Thursday, November 23, 2006

Water is Life: godless, by Pete Hautman (New York: Simon & Schuster, 2004).

Jason Bock is trapped in a fairly typical, godfearing midwestern town. On the spur of the moment he decides that water is so important that worshipping the water tower makes as much sense (if not more) as worshipping Christ. For him it's a joke. He recruits his best mate, the rather nerdish Shin, the violent, unpredictable but sf reading Harry, and a girl, Magda.

Things all come to a bad end.
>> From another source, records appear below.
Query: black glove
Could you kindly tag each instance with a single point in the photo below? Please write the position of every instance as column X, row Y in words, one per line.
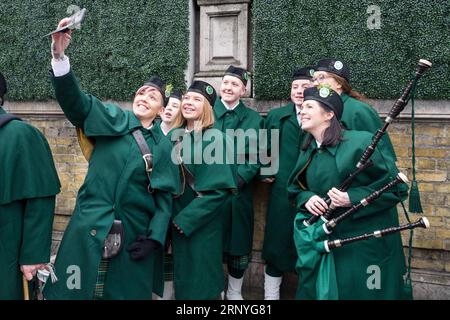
column 142, row 247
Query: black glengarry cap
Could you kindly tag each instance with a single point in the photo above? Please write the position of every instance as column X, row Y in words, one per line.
column 335, row 66
column 239, row 73
column 205, row 89
column 328, row 97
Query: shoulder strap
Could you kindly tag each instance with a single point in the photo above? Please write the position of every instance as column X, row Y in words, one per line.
column 5, row 118
column 147, row 156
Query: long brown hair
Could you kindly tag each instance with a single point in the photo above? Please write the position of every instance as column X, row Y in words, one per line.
column 347, row 88
column 206, row 120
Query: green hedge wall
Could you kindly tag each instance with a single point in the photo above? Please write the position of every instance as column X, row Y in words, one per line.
column 294, row 33
column 120, row 44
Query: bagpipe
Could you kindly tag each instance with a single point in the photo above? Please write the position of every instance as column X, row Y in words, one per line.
column 315, row 263
column 364, row 161
column 421, row 223
column 330, row 225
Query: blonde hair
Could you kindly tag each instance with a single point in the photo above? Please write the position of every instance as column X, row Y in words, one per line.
column 347, row 88
column 205, row 121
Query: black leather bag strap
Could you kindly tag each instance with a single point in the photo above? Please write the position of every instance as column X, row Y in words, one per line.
column 5, row 118
column 147, row 156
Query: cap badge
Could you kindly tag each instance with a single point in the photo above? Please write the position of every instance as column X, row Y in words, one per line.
column 169, row 89
column 324, row 92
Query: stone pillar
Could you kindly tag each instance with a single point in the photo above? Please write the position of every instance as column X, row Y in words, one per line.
column 222, row 38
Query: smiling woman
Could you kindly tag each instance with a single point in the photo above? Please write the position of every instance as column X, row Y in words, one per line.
column 197, row 220
column 149, row 101
column 329, row 146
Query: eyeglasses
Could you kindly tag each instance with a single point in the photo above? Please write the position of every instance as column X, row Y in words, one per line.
column 319, row 79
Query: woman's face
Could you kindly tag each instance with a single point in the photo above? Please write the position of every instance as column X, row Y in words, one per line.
column 323, row 77
column 147, row 103
column 314, row 117
column 231, row 89
column 192, row 106
column 171, row 111
column 297, row 88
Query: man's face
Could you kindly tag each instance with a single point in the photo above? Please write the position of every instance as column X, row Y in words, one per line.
column 148, row 103
column 297, row 88
column 231, row 89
Harry breaks his leg, Magda chooses Harry instead of (as might be expected in teen fiction, the protagonist), and Shin tips over from weird to pyschotic.

Yet at the end Jason, ostracised, weired out and in debt up to his ears, is pretty happy and relaxed, having made the first step away from family and community.

This isn't an sf book as such, but both Jason and Harry are sf fans, Jason knows enough to reference Shin's obsession with snails to Sturgeons "Macrocosmic God" and the creation of the water tower as god, and the creation of the Chutengodians, is all done with a sharp eye to the Scientologists. This is a very knowing book, and the protagonists see themselves within a world in which sf exists (and you'd be amazed how often sf is absent from sf-nal worlds).